Mais que faire d’autre ? La guerre prenait dans l’espace une envergure colossale ; les missions urgentes ne manquaient pas pour les rares agents de Circonstances Spéciales ; et de toute façon, Balvéda était le seul agent compétent qui se fût trouvé à leur portée. Il y avait bien le jeune homme qu’on lui avait adjoint, mais il représentait seulement un espoir pour l’avenir ; il n’avait pas d’expérience. Fal savait depuis le début que, si les circonstances l’y obligeaient, Balvéda n’hésiterait pas à risquer sa propre vie, et non celle du jeune homme, si sa seule chance d’atteindre le Métamorphe, et à travers lui le Mental, était d’infiltrer les mercenaires. La démarche était courageuse, subodorait Fal, mais erronée. Le Métamorphe avait déjà rencontré Balvéda et pouvait fort bien la reconnaître, même si, dans l’intervalle, elle avait modifié son apparence physique – assez peu d’ailleurs : elle n’avait pas eu le temps de se transformer radicalement. Au cas (très probable, aux yeux de Fal) où le Métamorphe l’identifierait, Balvéda était beaucoup moins susceptible de mener sa mission à terme qu’un quelconque novice, certes nerveux et inexpérimenté, mais qui, lui, passerait sans doute inaperçu.

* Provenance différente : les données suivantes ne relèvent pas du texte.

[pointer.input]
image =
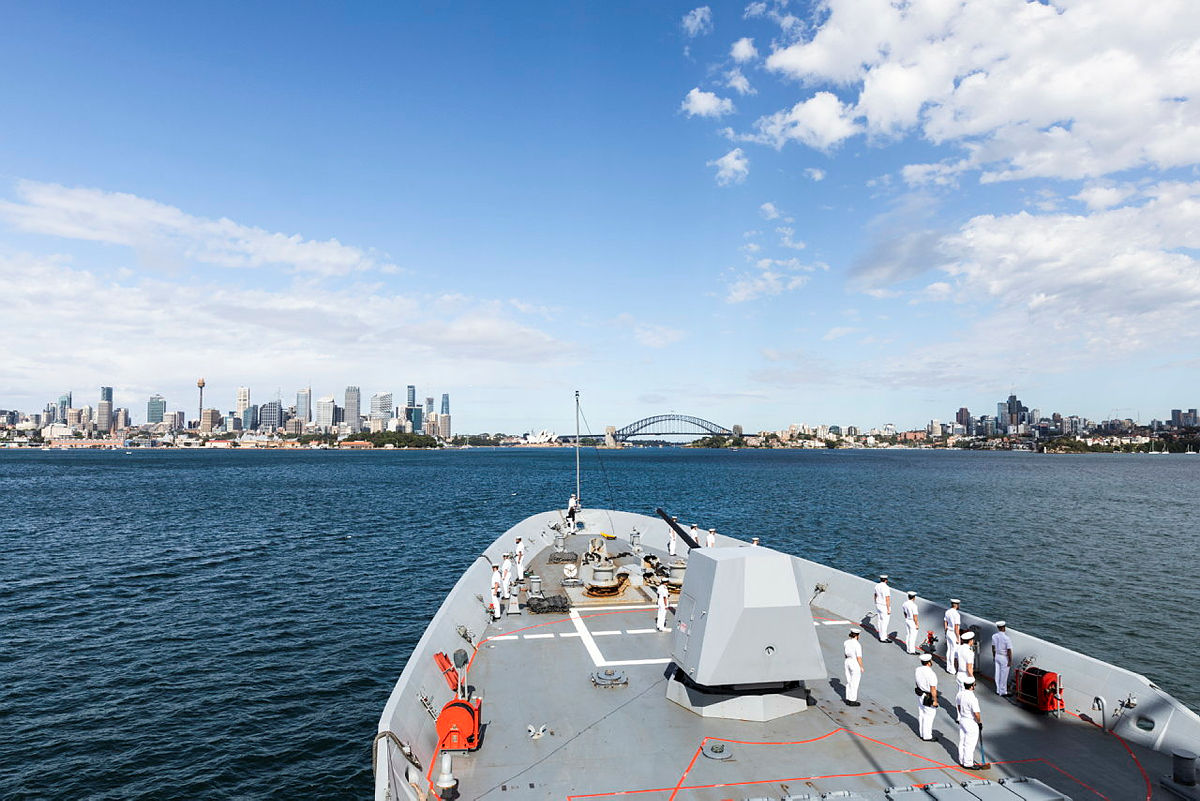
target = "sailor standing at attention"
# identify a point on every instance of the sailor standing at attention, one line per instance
(853, 651)
(496, 591)
(505, 576)
(883, 607)
(953, 621)
(664, 595)
(1001, 656)
(911, 622)
(966, 658)
(519, 559)
(970, 723)
(927, 688)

Pardonnez-moi, madame, songea Fal en son for intérieur. Si j’avais su…
Ce jour-là, du matin au soir elle s’était appliquée à haïr le Métamorphe ; elle avait cherché à se l’imaginer, essayé de le détester pour avoir assassiné Balvéda – selon toute probabilité ; mais outre qu’il était difficile de se représenter quelqu’un dont on ignorait totalement l’apparence (avait-il pris celle du commandant de bord, Kraiklyn ?), curieusement, cette haine refusait de se matérialiser. Le Métamorphe ne lui paraissait pas réel.

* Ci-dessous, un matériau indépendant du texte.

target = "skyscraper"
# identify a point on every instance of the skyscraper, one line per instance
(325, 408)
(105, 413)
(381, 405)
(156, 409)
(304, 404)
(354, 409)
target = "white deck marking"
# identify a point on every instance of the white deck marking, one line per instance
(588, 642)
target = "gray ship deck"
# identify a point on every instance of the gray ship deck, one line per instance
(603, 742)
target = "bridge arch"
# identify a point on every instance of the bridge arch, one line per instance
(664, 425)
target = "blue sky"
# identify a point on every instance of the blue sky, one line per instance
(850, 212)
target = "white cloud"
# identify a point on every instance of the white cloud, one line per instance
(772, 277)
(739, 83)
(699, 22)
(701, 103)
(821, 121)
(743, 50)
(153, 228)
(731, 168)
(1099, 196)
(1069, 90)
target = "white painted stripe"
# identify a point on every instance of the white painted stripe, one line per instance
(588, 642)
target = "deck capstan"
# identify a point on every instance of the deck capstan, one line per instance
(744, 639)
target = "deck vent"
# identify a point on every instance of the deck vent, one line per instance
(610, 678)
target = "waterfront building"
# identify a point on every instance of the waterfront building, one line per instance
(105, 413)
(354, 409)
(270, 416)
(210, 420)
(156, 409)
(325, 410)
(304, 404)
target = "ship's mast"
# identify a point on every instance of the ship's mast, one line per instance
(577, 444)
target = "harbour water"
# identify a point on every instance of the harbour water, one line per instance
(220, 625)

Ce qu’on lui avait dit de Balvéda lui plaisait : courageuse, audacieuse. Fal espérait contre toute attente que l’agent survivrait, qu’elle réussirait à s’en sortir d’une manière ou d’une autre et qu’un jour, peut-être, elles se rencontreraient. Peut-être après la guerre…

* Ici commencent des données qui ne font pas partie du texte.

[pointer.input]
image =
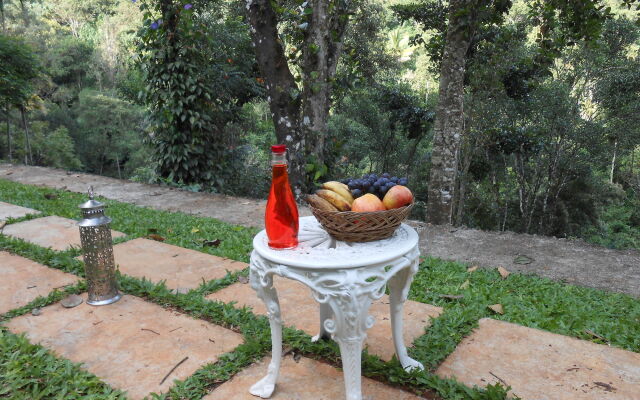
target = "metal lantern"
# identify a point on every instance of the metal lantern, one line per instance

Mais cela non plus ne lui paraissait pas très réel.
Elle n’arrivait pas à y croire ; elle ne pouvait l’imaginer comme elle réussissait, par exemple, à se représenter Balvéda localisant le Métamorphe. Cela, elle en avait eu la vision, et elle avait souhaité de toutes ses forces que l’événement se produise… Dans son interprétation, c’était naturellement Balvéda qui gagnait, et non le Métamorphe. Mais rencontrer Balvéda… Non, elle ne pouvait tout simplement pas l’imaginer. Et d’une certaine manière, cela l’effrayait. On aurait dit qu’elle s’était mise à croire si fort en sa faculté de prescience que sa propre impuissance à prévoir clairement tel ou tel événement signifiait que celui-ci ne se produirait jamais. Quoi qu’il en fût, c’était très déprimant.